Hello all, I have a question? I have two blog spots and I thought 2 different site meters but the are getting the same hits? Any Ideas how to separate? Well anyway... as I was looking at my other blog I realized that I am never in any pictures, I am behind the camera. I know I do this on purpose due to my "Over Abundantness"(that's what I like to call it, sounds nicer :])Anywho...I know I need to face my first issue of being photographed so I can place the picture on my blog. I need to have a before picture and see myself(cringing at the thought)and so you can see me...the real me. The real me that has kept me from really having a real social life, the real me that is embarrassed of my appearance,the real me that dresses mostly in dark colors PRAYING to hide a few inches or pounds, the real me who tries not to think people are staring at me(Paranoid, like I'm that important)The real me that feels I have failed and disappointed myself and finally the real me that needs surgery to lose weight. This is only 1/2 of what I feel on a daily basis. No I'm not depressed... I'm just well...MORBIDLY OBESE!(I don't like that word) Now... Hows that for therapy :)

Rough week!

This week has been rough, My class has us on a 900 calorie diet and I do ok (most of the time) But... this week, I was weak. I find myself less hungary but I crave sweets lately, and I indulge? Why you might ask? I'm not sure. I am not trying to sabatoge my progress or lack thereof. I have been stuck, plateau mounted and I have been to the Dr. twice and no reasons or explanations. I have swelling in my ankles and hands, the Dr.s won't give me any antidieretics to help so I'm puffy as well. I try but with little victory and it its getting to me. I feel frustraited and mad and disappointed in myself. I don't want to fail, I'm just stuck. Have any of you post or even pre WLSers experienced this and if so... How did you get over this hurdle? Let me know advice is very much needed!!

Thursday, April 23, 2009

met⋅a⋅mor⋅pho⋅sis    [met-uh-mawr-fuh-sis]

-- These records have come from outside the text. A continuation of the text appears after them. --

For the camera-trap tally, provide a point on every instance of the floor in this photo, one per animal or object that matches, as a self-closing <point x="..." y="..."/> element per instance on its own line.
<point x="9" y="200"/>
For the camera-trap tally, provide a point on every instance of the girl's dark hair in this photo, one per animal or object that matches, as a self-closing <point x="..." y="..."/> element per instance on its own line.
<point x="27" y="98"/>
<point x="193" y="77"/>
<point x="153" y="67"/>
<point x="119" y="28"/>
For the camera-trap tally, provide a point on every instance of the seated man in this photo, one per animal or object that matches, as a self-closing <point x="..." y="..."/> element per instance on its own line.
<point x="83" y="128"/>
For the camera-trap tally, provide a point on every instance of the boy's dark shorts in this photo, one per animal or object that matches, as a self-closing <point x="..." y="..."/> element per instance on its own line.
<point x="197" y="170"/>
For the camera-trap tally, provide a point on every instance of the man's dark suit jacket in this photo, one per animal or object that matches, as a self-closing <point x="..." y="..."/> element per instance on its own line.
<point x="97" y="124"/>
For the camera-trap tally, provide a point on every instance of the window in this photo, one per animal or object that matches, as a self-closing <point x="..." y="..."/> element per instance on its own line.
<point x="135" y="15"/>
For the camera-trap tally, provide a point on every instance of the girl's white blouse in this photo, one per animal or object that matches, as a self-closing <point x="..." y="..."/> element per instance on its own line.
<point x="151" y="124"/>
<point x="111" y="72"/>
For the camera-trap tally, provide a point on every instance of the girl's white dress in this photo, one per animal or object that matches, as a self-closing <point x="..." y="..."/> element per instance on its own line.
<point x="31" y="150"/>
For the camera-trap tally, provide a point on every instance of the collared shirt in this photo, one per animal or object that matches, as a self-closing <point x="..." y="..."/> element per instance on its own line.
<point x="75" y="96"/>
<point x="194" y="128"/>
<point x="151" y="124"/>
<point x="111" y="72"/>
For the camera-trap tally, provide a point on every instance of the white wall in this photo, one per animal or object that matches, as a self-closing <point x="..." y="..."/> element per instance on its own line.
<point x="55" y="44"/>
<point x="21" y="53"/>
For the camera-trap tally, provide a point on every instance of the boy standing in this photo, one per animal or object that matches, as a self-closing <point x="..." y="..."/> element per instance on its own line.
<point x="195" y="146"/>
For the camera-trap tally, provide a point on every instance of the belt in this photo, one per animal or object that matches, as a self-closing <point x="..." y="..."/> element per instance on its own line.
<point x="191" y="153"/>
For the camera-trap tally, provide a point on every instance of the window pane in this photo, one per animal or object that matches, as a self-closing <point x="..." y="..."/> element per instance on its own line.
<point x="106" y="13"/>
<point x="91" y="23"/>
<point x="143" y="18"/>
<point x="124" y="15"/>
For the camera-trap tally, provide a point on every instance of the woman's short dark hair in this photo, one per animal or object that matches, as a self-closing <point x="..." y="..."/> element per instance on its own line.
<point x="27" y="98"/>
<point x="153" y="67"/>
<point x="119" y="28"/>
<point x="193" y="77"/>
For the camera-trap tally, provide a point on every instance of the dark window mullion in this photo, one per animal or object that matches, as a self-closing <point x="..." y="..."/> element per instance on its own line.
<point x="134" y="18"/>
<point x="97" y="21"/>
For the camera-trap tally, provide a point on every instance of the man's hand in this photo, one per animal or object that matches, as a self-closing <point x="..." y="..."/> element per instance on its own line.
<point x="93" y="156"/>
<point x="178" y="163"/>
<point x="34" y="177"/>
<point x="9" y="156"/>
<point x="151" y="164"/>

Any one of these could be the definition of our transition and journey to WLS and beyond!.

–noun, plural
1. A profound change in form from one stage to the next in the life history of an organism, as from the caterpillar to the pupa and from the pupa to the adult butterfly. Compare complete metamorphosis.

2. any complete change in appearance, character, circumstances, etc.
3. a form resulting from any such change.